Activity

  • 1.  Meetings: my last training NCO had a binder that said “the meetings will continue until we figure out why no work is getting done”.  My rule is this a meeting is for making decisions.  Every meeting must have inputs (information needed to solve the question), discussion (actual problem solving), and outputs (typically an order).  I don’t meet to just put out information that is why there are emails, texts and tracking boards.

    2.  You have to focus on what you want to accomplish.  As a National Guard Company Commander I’m looking to next year’s annual training.  What do I need to be able to accomplish at the end of AT?  Then I backward plan.  What’s a must have and what’s a nice to have.  This allows me to prioritize lines of effort and in many cases political capital (favors to call in).  My plan for the remaining year is built around AT.

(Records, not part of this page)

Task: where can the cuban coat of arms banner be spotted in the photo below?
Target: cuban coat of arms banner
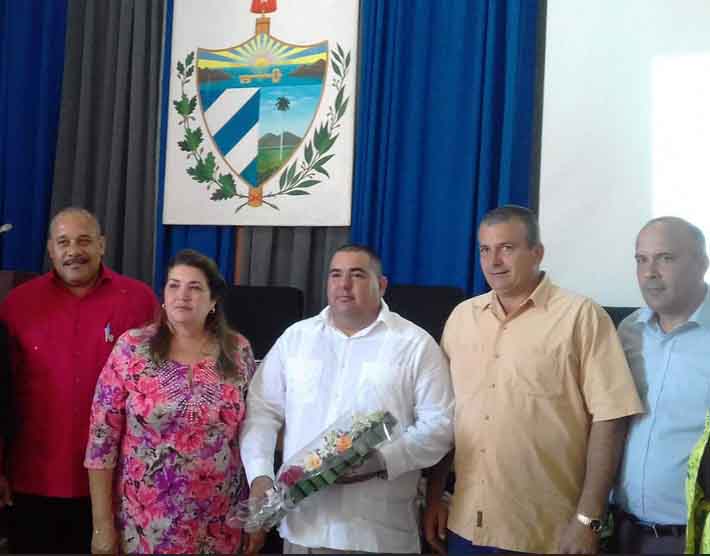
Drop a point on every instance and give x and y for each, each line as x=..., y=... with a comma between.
x=261, y=121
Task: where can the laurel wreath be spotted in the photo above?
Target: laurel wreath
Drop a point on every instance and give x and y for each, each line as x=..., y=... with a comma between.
x=297, y=178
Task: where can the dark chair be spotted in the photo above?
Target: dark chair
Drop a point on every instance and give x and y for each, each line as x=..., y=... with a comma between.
x=618, y=314
x=262, y=313
x=12, y=278
x=427, y=306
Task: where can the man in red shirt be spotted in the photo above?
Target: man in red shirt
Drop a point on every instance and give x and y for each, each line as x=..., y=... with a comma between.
x=62, y=327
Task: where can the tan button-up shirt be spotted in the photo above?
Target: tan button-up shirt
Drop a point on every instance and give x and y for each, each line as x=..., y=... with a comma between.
x=527, y=389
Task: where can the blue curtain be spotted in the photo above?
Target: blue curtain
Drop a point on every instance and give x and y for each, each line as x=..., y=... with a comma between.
x=444, y=130
x=215, y=241
x=31, y=65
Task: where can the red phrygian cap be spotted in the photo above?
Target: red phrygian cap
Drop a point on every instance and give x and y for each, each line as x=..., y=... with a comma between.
x=263, y=6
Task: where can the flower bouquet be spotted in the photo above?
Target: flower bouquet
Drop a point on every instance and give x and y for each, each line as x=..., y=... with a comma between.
x=344, y=445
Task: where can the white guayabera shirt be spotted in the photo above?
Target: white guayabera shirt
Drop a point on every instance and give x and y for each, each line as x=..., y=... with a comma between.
x=315, y=373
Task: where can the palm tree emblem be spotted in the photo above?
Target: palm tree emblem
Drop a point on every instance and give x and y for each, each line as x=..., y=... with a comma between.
x=282, y=105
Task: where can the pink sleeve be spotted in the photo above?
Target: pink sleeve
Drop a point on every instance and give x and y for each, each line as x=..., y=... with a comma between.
x=108, y=413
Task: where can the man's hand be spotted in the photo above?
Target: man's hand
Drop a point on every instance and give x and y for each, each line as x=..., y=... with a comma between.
x=578, y=539
x=367, y=470
x=436, y=515
x=254, y=541
x=104, y=539
x=5, y=492
x=259, y=486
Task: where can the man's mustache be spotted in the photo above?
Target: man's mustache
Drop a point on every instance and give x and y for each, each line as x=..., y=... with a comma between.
x=79, y=259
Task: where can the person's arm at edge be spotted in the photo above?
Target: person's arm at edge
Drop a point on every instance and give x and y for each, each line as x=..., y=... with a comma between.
x=604, y=449
x=104, y=539
x=436, y=510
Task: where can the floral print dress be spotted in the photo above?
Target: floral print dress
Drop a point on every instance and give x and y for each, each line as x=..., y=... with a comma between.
x=174, y=445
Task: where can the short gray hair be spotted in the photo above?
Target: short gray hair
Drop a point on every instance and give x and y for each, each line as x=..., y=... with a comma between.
x=375, y=261
x=507, y=213
x=75, y=210
x=696, y=234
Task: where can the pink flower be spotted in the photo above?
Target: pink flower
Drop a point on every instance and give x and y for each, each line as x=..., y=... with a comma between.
x=135, y=469
x=147, y=395
x=144, y=499
x=189, y=441
x=205, y=481
x=229, y=416
x=291, y=475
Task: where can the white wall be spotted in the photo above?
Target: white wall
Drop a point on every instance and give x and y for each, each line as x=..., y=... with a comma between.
x=626, y=134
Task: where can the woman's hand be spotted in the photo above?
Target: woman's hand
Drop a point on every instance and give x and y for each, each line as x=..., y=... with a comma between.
x=104, y=540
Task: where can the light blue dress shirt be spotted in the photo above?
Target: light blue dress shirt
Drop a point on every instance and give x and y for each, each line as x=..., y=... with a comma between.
x=672, y=374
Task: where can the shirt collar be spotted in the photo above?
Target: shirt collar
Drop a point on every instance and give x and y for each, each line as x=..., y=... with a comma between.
x=538, y=298
x=385, y=316
x=701, y=315
x=105, y=275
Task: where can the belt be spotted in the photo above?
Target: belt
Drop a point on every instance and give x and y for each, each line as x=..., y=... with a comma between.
x=655, y=528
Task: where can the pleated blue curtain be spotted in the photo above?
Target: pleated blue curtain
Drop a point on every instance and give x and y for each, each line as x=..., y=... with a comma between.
x=215, y=241
x=444, y=130
x=31, y=65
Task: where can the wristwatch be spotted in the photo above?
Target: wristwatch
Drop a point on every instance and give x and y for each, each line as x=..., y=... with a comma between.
x=593, y=523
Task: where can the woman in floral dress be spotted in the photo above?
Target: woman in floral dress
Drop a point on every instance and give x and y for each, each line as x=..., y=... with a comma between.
x=163, y=454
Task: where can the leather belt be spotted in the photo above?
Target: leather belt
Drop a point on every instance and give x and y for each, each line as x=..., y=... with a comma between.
x=656, y=529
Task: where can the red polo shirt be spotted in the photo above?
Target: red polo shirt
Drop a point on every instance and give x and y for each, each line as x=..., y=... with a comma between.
x=58, y=344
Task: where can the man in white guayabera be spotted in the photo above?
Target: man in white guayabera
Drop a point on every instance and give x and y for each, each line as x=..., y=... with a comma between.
x=318, y=369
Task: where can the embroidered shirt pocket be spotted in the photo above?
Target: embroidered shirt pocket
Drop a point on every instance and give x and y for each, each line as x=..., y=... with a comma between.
x=538, y=372
x=303, y=381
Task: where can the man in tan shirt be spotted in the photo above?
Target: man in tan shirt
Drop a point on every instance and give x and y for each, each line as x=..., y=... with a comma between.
x=542, y=394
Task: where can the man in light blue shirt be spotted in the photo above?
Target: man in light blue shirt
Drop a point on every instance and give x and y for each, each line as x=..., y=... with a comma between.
x=667, y=345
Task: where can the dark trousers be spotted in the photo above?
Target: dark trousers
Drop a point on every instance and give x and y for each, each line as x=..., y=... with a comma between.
x=42, y=525
x=632, y=538
x=456, y=544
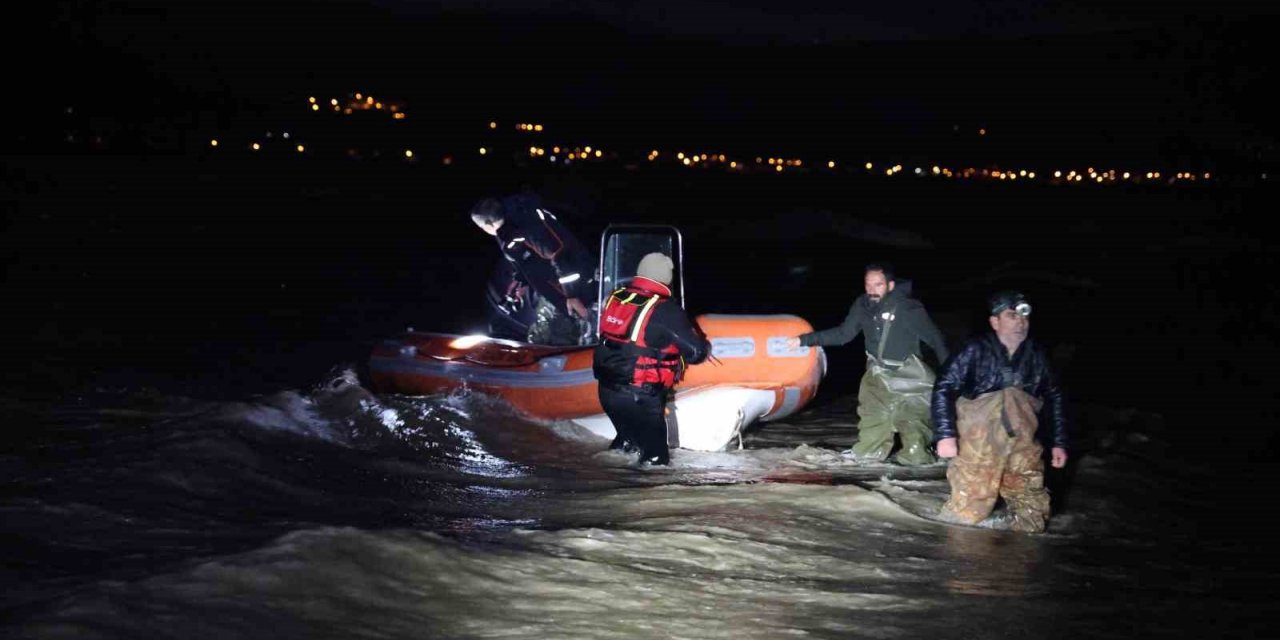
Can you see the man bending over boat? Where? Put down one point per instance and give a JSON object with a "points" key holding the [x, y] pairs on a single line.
{"points": [[549, 264], [894, 394], [645, 343]]}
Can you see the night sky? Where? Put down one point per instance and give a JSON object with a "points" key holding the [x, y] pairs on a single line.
{"points": [[1050, 82]]}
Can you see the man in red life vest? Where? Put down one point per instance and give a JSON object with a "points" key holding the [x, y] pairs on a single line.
{"points": [[647, 341]]}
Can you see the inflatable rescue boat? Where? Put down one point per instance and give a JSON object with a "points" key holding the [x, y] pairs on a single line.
{"points": [[753, 374]]}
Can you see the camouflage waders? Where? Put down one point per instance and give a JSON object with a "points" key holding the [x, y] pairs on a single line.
{"points": [[997, 456], [895, 401]]}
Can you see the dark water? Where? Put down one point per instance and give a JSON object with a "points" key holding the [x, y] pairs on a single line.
{"points": [[190, 453]]}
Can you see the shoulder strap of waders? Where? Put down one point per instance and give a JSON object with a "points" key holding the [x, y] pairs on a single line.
{"points": [[888, 324]]}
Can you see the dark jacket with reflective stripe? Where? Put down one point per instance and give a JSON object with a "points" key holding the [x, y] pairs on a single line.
{"points": [[983, 366], [910, 327], [544, 252]]}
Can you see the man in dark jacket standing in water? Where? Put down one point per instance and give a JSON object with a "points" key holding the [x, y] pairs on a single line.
{"points": [[552, 270], [984, 410], [894, 396], [645, 343]]}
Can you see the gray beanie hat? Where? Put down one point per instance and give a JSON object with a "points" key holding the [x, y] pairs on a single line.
{"points": [[656, 266]]}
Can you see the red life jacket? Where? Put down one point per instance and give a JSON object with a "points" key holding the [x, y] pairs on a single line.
{"points": [[624, 353]]}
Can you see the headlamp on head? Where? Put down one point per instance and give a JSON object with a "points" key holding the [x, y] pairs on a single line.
{"points": [[1010, 300]]}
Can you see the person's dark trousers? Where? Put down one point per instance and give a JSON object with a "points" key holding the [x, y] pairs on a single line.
{"points": [[638, 415]]}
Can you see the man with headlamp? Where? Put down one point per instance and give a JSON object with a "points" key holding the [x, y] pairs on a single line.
{"points": [[986, 407]]}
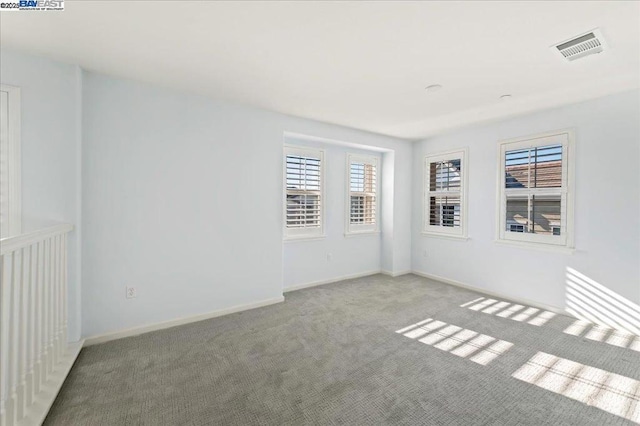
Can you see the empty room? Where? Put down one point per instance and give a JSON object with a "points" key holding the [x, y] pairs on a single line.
{"points": [[319, 213]]}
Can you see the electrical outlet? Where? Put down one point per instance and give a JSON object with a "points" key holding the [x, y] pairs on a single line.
{"points": [[131, 293]]}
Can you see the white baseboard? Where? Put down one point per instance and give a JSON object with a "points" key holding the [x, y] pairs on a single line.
{"points": [[492, 294], [134, 331], [331, 280], [395, 274], [37, 411]]}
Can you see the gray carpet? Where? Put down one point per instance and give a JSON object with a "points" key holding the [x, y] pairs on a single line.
{"points": [[331, 355]]}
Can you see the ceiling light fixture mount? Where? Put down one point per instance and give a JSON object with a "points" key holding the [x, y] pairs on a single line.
{"points": [[433, 88]]}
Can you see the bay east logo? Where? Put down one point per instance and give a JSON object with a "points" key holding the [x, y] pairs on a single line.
{"points": [[32, 5], [41, 4]]}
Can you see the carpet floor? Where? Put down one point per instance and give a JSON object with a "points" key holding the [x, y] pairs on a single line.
{"points": [[373, 350]]}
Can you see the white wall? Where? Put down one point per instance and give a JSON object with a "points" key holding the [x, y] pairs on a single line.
{"points": [[306, 261], [182, 198], [607, 218], [50, 94]]}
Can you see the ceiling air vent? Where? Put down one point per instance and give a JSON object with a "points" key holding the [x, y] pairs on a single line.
{"points": [[581, 46]]}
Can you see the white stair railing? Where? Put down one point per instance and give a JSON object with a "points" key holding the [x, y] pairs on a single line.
{"points": [[33, 323]]}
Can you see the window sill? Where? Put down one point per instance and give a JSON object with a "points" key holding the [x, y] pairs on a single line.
{"points": [[446, 236], [359, 233], [303, 238], [537, 246]]}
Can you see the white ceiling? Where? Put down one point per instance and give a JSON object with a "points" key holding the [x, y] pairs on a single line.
{"points": [[359, 64]]}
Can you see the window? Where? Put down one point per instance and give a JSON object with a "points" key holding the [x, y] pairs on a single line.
{"points": [[445, 194], [516, 228], [362, 214], [535, 192], [304, 193], [10, 204]]}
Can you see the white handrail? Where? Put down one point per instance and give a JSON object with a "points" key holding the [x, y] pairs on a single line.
{"points": [[10, 244], [33, 319]]}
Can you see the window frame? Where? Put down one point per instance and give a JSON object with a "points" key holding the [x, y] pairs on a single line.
{"points": [[565, 138], [460, 232], [354, 228], [14, 186], [291, 234]]}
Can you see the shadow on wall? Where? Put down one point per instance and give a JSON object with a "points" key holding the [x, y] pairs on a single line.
{"points": [[591, 301]]}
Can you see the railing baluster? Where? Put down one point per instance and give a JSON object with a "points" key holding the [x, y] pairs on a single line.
{"points": [[33, 259], [45, 310], [23, 293], [38, 338], [51, 312], [5, 303], [65, 312], [54, 303]]}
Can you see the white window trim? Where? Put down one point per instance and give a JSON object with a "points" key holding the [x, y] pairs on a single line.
{"points": [[566, 138], [355, 229], [303, 234], [14, 214], [460, 233]]}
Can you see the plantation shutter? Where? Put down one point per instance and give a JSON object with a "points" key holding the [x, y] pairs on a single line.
{"points": [[363, 195], [303, 211], [444, 194], [533, 192]]}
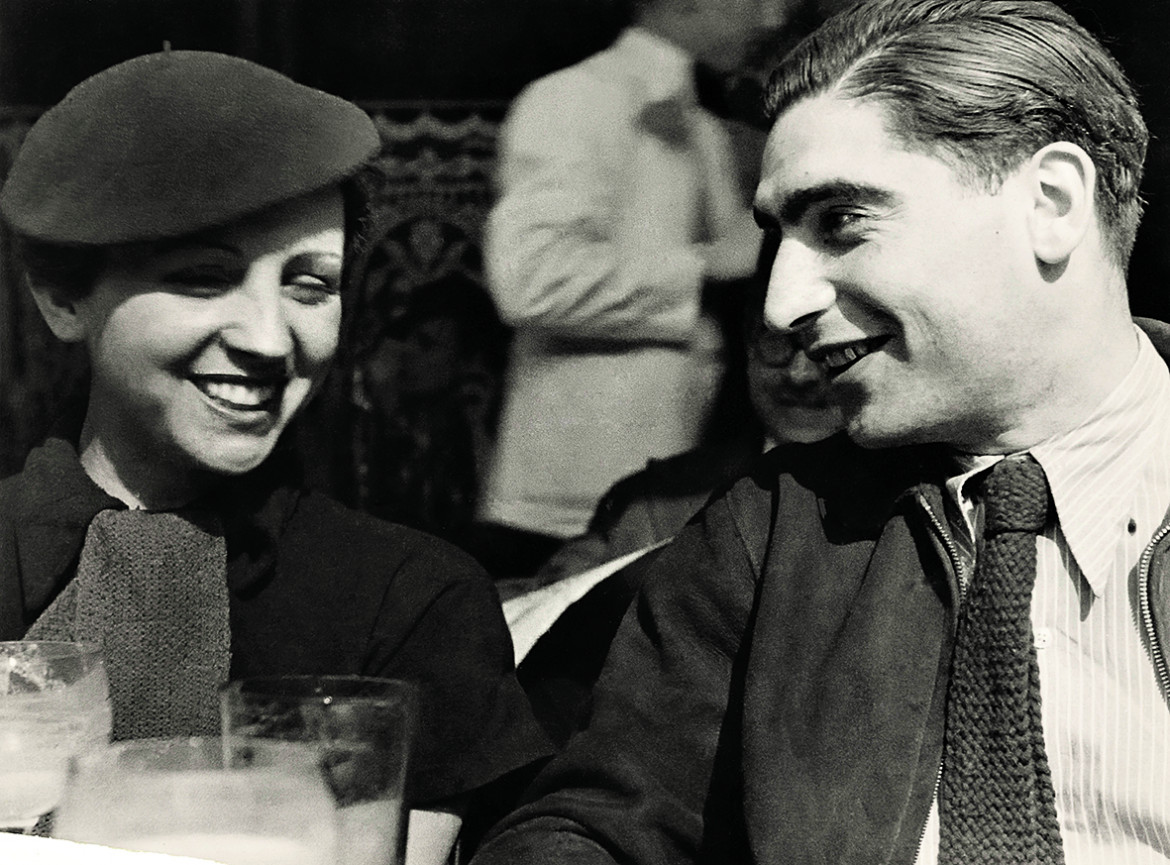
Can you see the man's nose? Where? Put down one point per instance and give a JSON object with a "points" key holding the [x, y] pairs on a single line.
{"points": [[798, 290], [257, 321]]}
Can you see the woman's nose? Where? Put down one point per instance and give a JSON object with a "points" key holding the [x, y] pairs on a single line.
{"points": [[798, 290], [259, 322]]}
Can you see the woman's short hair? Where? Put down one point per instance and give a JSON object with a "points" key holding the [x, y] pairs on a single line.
{"points": [[983, 84]]}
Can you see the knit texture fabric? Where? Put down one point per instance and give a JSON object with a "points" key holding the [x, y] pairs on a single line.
{"points": [[996, 801], [151, 590]]}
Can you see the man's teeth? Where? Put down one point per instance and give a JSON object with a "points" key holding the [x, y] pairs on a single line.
{"points": [[247, 396], [835, 358]]}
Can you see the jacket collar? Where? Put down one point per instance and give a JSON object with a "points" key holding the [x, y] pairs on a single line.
{"points": [[55, 505], [56, 501]]}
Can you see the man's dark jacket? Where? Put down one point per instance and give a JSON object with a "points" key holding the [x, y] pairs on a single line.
{"points": [[776, 692]]}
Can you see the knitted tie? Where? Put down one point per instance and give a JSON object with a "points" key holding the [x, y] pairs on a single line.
{"points": [[996, 801], [151, 591]]}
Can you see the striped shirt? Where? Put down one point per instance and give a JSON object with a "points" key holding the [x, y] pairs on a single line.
{"points": [[1106, 720]]}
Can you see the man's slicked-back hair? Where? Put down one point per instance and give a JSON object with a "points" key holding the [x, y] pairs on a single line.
{"points": [[983, 84]]}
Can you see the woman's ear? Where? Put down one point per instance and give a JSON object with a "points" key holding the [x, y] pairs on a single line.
{"points": [[59, 310], [1064, 183]]}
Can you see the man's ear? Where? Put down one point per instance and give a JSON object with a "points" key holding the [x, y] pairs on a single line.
{"points": [[59, 310], [1064, 183]]}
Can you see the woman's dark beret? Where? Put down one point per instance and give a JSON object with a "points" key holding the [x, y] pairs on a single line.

    3.  Maximize simultaneous work.  To be successful every leader needs to be working toward the same goal.  This means you have lots and lots of things going on at once.  You need to let your NCOs do their jobs.  I float around and spot check.

    4.  Priorities of work.  Just like in a field problem, some things are just more important than others.  I deliberately plan ahead which training I can sacrifice.  That might mean the class on left handed smoke shifting gives way this month.

    5.  Look for the opportunity to train lots of tasks in a single event.  For example, this AT I trained my evac platoon on its METL mission.  I had my XO call a 9-line in for the Evac PL to launch to.  Rather than give a simple go pick up patients at ……  This meant she and her team had to plot points on a map.  Draw routes, conduct map recons, use their radios and then navigate to the location.  Lots of AWTs and METL tasks accomplished in an single hour mission.  We even knocked out some practical exams for MEDIC tables….  Plus it reinforces the train as you fight mentality.